For Jews (the original audience for this proverb) the phrase “tree of life” would cause them to recall  their heritage and identity — the same way Americans would when they heard “we hold these truths to be self evident”. They couldn’t miss the reference to the Garden of Eden because the “tree of life” grew at its center. They would remember how Adam and Eve had the perfect life and were simply asked to hope in God above all else — to trust Him about the tree. They refused when they ate from a “tree of death” — also known as the tree of the knowledge of good and evil. Heaven on earth was lost. Hope has been frustrated ever since.

Inner layer

After his resurrection Jesus told his disciples that all the scriptures basically point to him (Luke 24:27). This proverb is no exception. Jesus is at the heart of its meaning.

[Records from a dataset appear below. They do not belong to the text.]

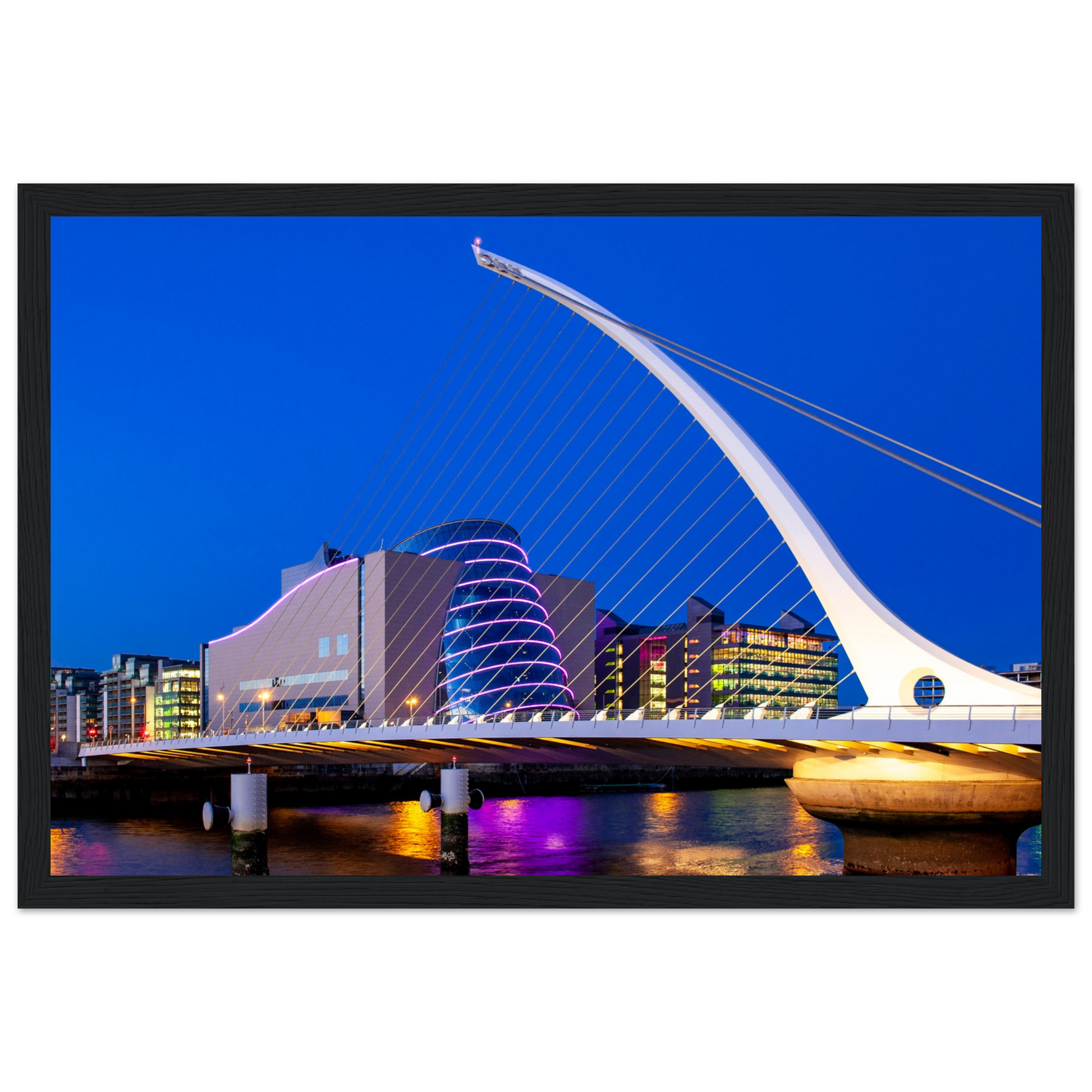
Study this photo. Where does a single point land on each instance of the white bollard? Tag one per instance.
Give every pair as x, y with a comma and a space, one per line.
249, 809
455, 791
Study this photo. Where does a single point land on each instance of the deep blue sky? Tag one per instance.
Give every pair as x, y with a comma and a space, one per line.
223, 388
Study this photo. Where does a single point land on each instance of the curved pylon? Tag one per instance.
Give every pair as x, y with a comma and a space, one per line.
888, 655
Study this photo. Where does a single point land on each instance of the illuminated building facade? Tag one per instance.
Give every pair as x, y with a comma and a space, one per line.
177, 701
127, 694
450, 623
704, 663
498, 653
74, 705
1031, 674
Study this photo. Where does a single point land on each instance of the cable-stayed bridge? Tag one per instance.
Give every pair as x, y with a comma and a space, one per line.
974, 742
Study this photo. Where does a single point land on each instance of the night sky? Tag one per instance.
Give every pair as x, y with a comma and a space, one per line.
223, 389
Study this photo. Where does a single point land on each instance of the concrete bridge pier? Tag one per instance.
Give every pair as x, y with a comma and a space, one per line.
922, 814
248, 817
455, 802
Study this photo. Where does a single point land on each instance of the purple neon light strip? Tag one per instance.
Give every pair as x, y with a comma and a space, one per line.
483, 603
498, 561
332, 568
501, 622
536, 705
497, 667
474, 542
493, 645
497, 580
502, 689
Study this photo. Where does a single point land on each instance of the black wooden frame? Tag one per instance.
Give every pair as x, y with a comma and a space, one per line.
36, 202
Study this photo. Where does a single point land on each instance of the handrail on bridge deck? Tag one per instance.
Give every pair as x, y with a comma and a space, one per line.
559, 721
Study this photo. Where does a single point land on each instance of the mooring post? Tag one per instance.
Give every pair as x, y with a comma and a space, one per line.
248, 817
455, 802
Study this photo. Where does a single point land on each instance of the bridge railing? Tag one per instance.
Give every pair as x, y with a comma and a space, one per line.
557, 721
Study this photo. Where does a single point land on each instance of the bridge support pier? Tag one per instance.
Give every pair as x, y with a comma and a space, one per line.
937, 819
455, 802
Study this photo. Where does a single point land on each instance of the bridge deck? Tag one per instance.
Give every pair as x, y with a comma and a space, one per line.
766, 743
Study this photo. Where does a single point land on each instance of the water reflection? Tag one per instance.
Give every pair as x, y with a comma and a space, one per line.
720, 832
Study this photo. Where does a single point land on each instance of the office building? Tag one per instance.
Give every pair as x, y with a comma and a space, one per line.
452, 622
177, 700
127, 694
74, 705
704, 663
1032, 674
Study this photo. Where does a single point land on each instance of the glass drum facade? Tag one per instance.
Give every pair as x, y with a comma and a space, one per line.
497, 654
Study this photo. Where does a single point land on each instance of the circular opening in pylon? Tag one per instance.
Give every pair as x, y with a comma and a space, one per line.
929, 690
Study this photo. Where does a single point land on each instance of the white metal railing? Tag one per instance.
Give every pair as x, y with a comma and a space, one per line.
846, 715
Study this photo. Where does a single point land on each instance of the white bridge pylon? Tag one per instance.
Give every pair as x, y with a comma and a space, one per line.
888, 655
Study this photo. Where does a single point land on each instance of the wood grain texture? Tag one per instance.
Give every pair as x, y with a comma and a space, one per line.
38, 202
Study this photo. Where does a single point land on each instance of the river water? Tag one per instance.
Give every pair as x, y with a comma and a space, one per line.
717, 832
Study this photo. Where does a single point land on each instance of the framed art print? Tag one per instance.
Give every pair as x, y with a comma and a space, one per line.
593, 548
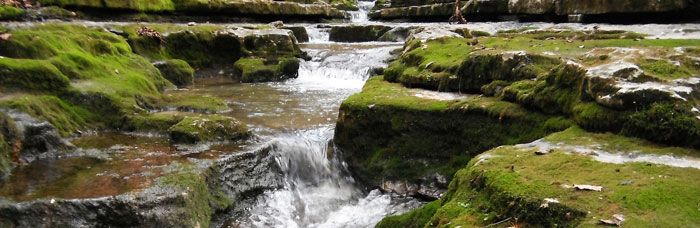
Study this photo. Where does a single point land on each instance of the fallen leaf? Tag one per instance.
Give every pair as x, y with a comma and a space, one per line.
609, 222
5, 36
588, 187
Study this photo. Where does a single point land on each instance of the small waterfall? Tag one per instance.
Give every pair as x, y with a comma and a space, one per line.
360, 15
318, 34
318, 191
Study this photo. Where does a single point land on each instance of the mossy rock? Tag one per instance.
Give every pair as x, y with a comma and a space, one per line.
207, 128
262, 70
78, 73
344, 4
176, 71
9, 134
514, 182
195, 103
357, 33
55, 12
31, 75
158, 122
412, 137
10, 13
526, 67
299, 33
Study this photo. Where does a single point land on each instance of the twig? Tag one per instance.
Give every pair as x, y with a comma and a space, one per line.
496, 224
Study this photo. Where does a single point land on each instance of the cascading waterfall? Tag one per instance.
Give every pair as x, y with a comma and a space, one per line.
318, 190
361, 14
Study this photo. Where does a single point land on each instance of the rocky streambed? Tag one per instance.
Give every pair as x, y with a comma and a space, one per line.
346, 124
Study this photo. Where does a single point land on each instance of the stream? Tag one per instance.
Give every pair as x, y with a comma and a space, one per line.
295, 118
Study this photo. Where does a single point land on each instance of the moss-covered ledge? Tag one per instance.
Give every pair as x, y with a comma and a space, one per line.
416, 134
643, 185
603, 80
256, 8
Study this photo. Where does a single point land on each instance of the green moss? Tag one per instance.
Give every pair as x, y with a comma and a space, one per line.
489, 190
416, 218
192, 103
357, 33
666, 70
8, 135
176, 71
159, 122
135, 5
202, 202
55, 12
84, 72
10, 13
261, 70
207, 128
666, 123
198, 45
31, 75
413, 136
66, 118
344, 4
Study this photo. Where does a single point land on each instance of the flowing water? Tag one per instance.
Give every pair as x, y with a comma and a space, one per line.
295, 118
318, 191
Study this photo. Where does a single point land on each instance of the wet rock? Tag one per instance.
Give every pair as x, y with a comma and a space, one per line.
423, 137
566, 7
40, 141
397, 34
531, 6
176, 71
299, 33
246, 174
207, 128
9, 135
34, 139
264, 70
623, 85
357, 33
431, 187
431, 33
253, 8
267, 42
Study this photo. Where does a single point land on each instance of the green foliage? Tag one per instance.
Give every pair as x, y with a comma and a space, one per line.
413, 136
344, 4
207, 128
159, 122
416, 218
201, 202
31, 75
189, 103
66, 118
135, 5
83, 72
8, 134
261, 70
666, 123
10, 13
488, 190
176, 71
666, 70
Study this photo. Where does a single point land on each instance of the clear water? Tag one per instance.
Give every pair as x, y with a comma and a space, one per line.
318, 190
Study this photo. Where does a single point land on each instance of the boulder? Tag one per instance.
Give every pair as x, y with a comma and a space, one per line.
176, 71
357, 33
207, 128
299, 33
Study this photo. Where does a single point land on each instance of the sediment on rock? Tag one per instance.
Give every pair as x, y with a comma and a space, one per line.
571, 10
416, 135
503, 184
257, 9
598, 79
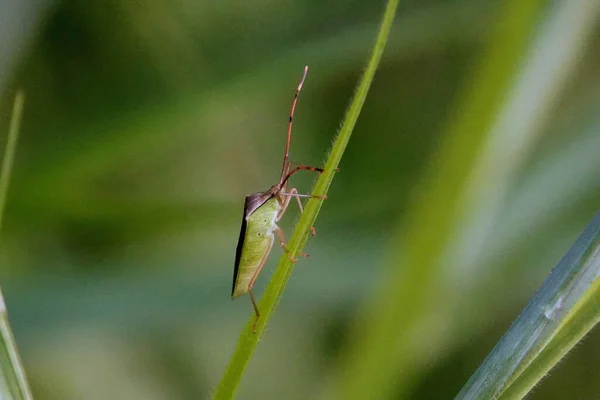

Jesus was “the second Adam” (Romans 5:17). Like Adam, Jesus was placed in a garden. It wasn’t a perfect paradise like Eden, but a lonely olive grove called Gethsemane. Jesus was asked to trust God about another tree of death — the cross. Unlike Adam, trusting God about this tree meant enduring something more terrifying than anyone’s worst nightmare.  Yet, Jesus committed all his hopes and dreams into His Father’s hands.  He awoke three days later to new life – a resurrected life. As a result, Jesus has replaced the broken dreams of Adam’s ruined world with bright dreams of His Father’s restored world.

One day, like waking up from a night of dark dreams, our eyes will be opened to Jesus’ restored world.  All that has overwhelmed us and crushed us will fade in the morning light of His new kingdom. Then God will break the fast (breakfast) and we will feast on the tree of life — its fruit fulfilling all our desires.

Such a promise can help you recover from any broken dream.